To further evaluate whether API could enhance fracture healing in vivo, a rat fracture model was established and TRX were locally injected into the fracture sites every other day (Figure 4A). The broken bones were monitored by X-rays examination and the results showed that the gaps between the fracture sites almost disappeared in TRX treated groups while it also remained clearly visible in control groups, especially in the 200 µM TRX treated groups (Figure 4B). We also statistically evaluated the callus and the results showed that the thickness of newly formed callus was significantly improved by TRX administration at week 4 and 6 (Figures 4C,D). These data indicated that the fracture healing process was accelerated in TRX treated animals.

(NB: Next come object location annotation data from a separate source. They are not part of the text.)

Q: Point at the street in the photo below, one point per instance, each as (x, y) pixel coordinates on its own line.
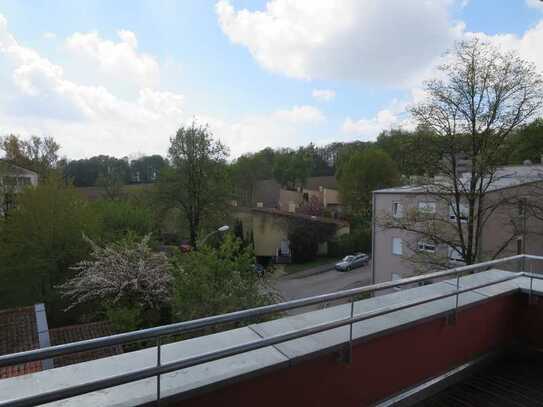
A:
(308, 283)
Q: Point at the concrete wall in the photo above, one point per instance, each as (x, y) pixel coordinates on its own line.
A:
(381, 367)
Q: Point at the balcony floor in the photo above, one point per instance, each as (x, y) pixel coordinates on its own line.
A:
(514, 380)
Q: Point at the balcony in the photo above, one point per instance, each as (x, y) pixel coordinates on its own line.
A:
(402, 348)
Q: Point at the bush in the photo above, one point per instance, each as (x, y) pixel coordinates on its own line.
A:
(216, 281)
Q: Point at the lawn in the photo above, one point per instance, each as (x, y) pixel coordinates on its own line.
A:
(319, 261)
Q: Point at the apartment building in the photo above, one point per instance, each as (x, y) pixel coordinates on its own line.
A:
(510, 229)
(12, 181)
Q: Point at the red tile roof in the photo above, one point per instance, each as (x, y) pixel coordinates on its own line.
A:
(18, 332)
(75, 333)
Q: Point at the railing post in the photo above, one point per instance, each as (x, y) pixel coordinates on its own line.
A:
(158, 364)
(453, 316)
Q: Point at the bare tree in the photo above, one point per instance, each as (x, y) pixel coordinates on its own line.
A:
(483, 96)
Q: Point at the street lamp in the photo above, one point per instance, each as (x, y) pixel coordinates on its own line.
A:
(222, 229)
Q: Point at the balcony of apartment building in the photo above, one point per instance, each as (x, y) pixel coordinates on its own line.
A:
(465, 336)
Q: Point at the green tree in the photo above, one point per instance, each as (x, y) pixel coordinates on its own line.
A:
(215, 281)
(39, 242)
(196, 183)
(364, 172)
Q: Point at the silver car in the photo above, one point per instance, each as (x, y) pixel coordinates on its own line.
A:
(352, 261)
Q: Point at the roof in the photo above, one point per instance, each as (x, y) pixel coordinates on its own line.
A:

We next investigated the bone formation during the fracture sites using micro-CT scanning, and images were reconstructed by three-dimensional modeling system. As shown in Figures 5A,B, more mineralized calluses were observed in the TRX-treated groups when compared with their respective control groups at week 4 and 6. In addition, the bone volume (BV), tissue volume (TV), and bone surface (BS) were recorded, and the data showed that they were significantly increased by TRX treatment at week 4 and 6 (Figures 5C,D). The ratios of BV/TV and BS/TV also exhibited a significant increase in the TRX-treated groups at week 4 and 6 (Figures 5C,D), indicating more newly formed bone with TRX treatment. We further evaluated the newly formed bone tissues by histological examination, the H and E staining showed that more osteoblasts were converged at the fracture sites of TRX treatment groups, suggesting more active bone regeneration in TRX groups (Figures 6A,B). Moreover, the OCN and OSX expression in the animal tissues was evaluated by immunohistochemistry staining. Representative micrograph images showed that positive staining of OCN and OSX was increased in TRX-treated groups (Figures 7A,B, Supplementary Figure S1), indicating the promoting effect of TRX on bone formation. We also investigated the β-catenin expression around the fracture sites, and the results showed that it was promoted by TRX in animal specimens (Supplementary Figure S2).